In recent weeks, a disabled woman was starved to death in southern Florida, the victim of a legal system that permitted her husband to withdraw her feeding tube. Despite the efforts of her parents (and of many others) to save her, the final order to remove the feeding tube came several days before Easter, and approximately a week and a half later, Terri died of hunger and thirst.
Terri’s parents used every legal means possible to prevent the withdrawal of the feeding tube, and succeeded in obtaining favorable rulings for several years. They begged and pleaded with her husband Michael Schiavo — even as they fought him in court — to let them have custody of their daughter, leaving him with no further obligations to Terri. At one point, a wealthy individual offered one million dollars to Mr. Schiavo if he would relinquish his legal rights and let Terri’s parents give her the care they so desperately wanted her to have. Even the United States Congress jumped into the fray and passed a special law, enabling her and others in like condition to have an appeal in federal court. All to no avail.

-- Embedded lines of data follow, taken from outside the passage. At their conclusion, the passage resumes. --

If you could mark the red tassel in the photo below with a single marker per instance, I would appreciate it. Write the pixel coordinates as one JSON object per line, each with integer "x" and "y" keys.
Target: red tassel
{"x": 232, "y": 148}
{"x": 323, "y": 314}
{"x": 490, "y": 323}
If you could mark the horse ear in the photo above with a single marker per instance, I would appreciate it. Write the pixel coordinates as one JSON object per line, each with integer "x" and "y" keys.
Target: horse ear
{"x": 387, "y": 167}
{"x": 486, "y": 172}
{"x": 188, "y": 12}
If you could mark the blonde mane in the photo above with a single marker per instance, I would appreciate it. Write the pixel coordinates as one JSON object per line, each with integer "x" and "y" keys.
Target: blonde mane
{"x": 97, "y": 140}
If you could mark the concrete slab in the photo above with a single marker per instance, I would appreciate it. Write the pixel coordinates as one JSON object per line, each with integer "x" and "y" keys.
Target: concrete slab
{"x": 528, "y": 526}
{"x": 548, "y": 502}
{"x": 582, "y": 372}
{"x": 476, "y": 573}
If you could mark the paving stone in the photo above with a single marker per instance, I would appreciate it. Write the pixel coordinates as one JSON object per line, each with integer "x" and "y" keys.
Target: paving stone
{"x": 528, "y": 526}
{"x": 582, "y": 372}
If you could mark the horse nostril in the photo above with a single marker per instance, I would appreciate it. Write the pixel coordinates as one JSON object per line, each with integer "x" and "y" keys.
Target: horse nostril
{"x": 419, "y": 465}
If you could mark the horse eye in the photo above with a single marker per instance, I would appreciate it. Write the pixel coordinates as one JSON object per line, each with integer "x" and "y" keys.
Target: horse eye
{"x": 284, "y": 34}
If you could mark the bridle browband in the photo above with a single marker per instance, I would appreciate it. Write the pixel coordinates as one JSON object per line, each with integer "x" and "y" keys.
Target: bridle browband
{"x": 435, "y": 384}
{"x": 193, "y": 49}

It is agreed that ordinary means must be used to preserve life, and that extraordinary means may be used. Once a person elects to use the extraordinary means, he is not to be denied. No argument here. The dispute was whether Terri’s feeding tube was ordinary means or not. On the one hand it was argued that God never intended for humans to be fed that way, and hence it would amount to extraordinary means, especially if done for a long period of time. On the other hand, if extraordinary means is defined as treatment that is very expensive or very painful in nature, then Terri’s feeding tube was not extraordinary. Other than the care she needed in her disabled condition, there was no great expense involved, and certainly no accompanying pain in the use of the feeding tube. Furthermore, if the invasiveness of the feeding tube was the factor that made it extraordinary, then what about insulin injections for diabetics? Are we to say that this is extraordinary means, and therefore may be stopped at any time? If the answer is “yes,” then it becomes impractical or impossible to define what ordinary medical care is.
It is certain that Terri was not at death’s door. On the contrary, with proper therapy, there was hope that she would regain some of her mental faculties. According to various reports on her condition, she could smile and respond in other ways to those around her. This was no comatose person, on the verge of dying — not by any means!
Terri’s seemingly vegetative condition should not have been used as a criterion to end her life. After all, there are many people in a condition similar to hers. But now that she was “legally” starved to death, a dangerous precedent has been set. Anyone who is mentally disabled is completely at the mercy of whoever makes decisions on their behalf. Will we now see feeding tubes withdrawn left and right, all in the name of “nobody is obliged to use extraordinary means”?
One last thought: it was alleged that Mr. Schiavo was abusive towards his wife. It is regrettable that the court did not investigate these allegations thoroughly, and, if he was found guilty, to have awarded custody to someone else. His living in open adultery alone should have been grounds for conflict-of-interest charges and incompetence to act in the best interests of his suffering wife.
Let us pray that God give us a true Roman Pontiff, to whom we can appeal for authoritative rulings in such matters. As the supreme teacher and ruler of the Catholic Church, he gives us binding decisions on matters of faith or morals. Let that time come, O Lord, when we will have the joy and benefit of a visible Shepherd, leading his universal flock to Thee!